Jen, I couldn’t wait for this post! It’s been years since a book truly cracked me open the way Heart the Lover did, as evidenced by the fact that the final third was finished between 2 and 4am on a night I couldn’t sleep because I HAD to know what happened– I didn’t even care about being a tired mess the next day!

This book reminded me of Ann Patchett with it’s quiet brilliance: that feeling that “nothing happens and yet everything happens” as we move through decades of Jordan’s life and somehow come away with such clarity about what matters– love, relationships, hard lessons and who we become because of what we learn from them. And I was especially struck by how clearly this story captures something I have personally found to be true in my 40s: the most all-consuming love of your youth isn’t always the right foundation on which to build a life, a family, a lasting partnership with. (This is perfectly illustrated by the way her husband shows up for her on the final pages of the book! Oh how I cried…) And as you said, Jordan can still see that with clear eyes, despite never having had resolution or closure with Yash after he disappointed her in such a crushing way so long ago.

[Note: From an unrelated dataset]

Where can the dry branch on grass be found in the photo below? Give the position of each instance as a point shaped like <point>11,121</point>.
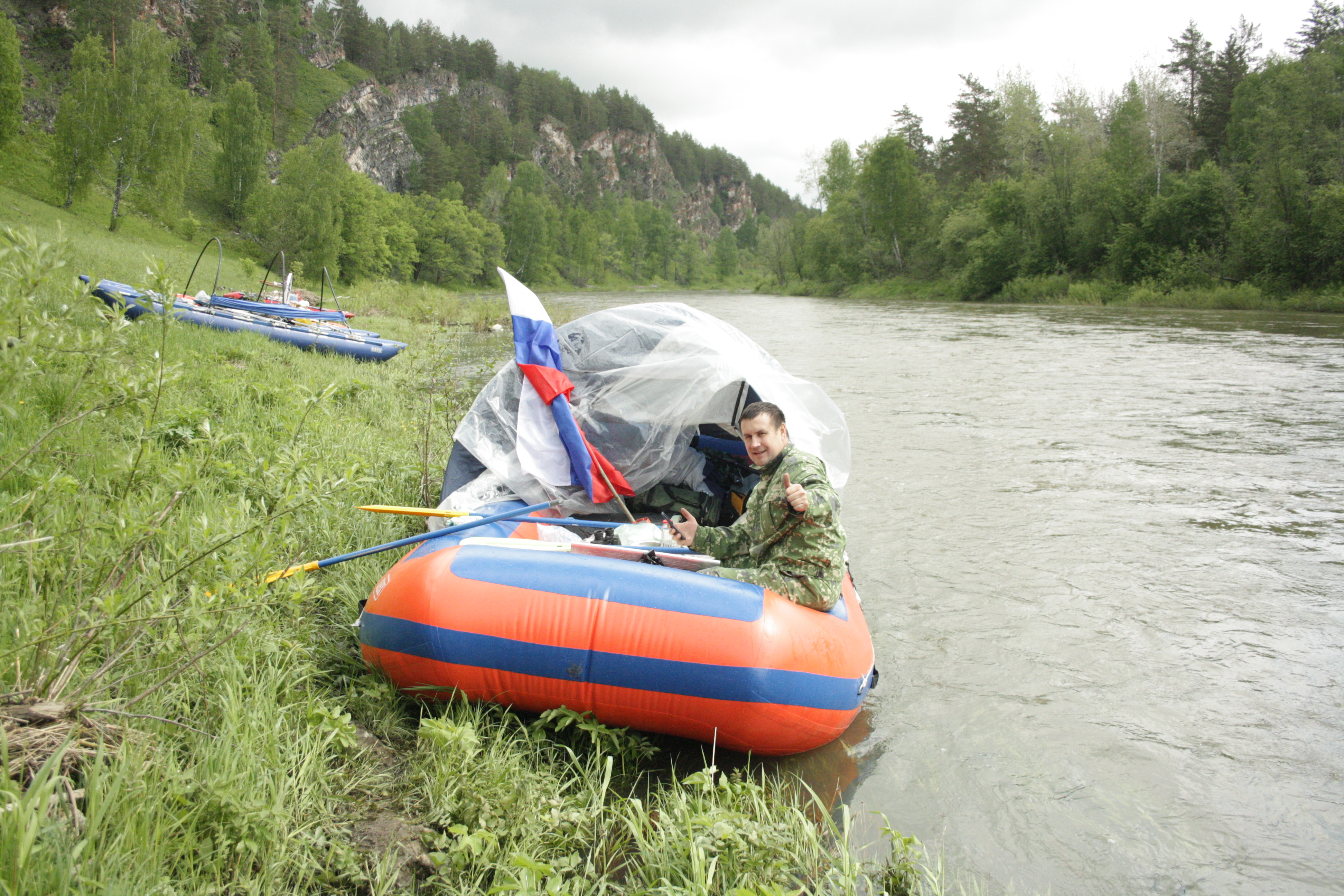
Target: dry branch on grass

I didn’t realize when I started that it was a companion to Writers and Lovers, so the minute I finished, I downloaded that too because I wasn’t ready to leave our narrator’s world. I’m about 60% of the way through now and have gone back and forth on whether it would’ve been better to read first– but honestly, I love catching the Easter eggs and knowing where she ends up, which makes so much of what I’m reading now feel even more meaningful!

Claire
Claire
2 months ago

I really enjoyed this book.. and your review was fantastic.

Elisabeth
Elisabeth
2 months ago

I’ve ready everything of Lily King and honestly it’s all good. Does anyone have recommendations for books similar to this one/others of hers? I love this style but find it hard to find books that fit the same niche to me!

Ava
Ava
2 months ago

I imagine you will be inundated with requests to read Writers and Lovers! Heat the Lover is a prequel/sequel. It’s just as wonderful.

Meredith
Meredith
2 months ago
Reply to  Ava

Yes, and Casey is the protagonist from Writers and Lovers!

Lindsey Mead
Lindsey Mead
2 months ago

Read everything. She’s so good. . But my favorite is Euphoris.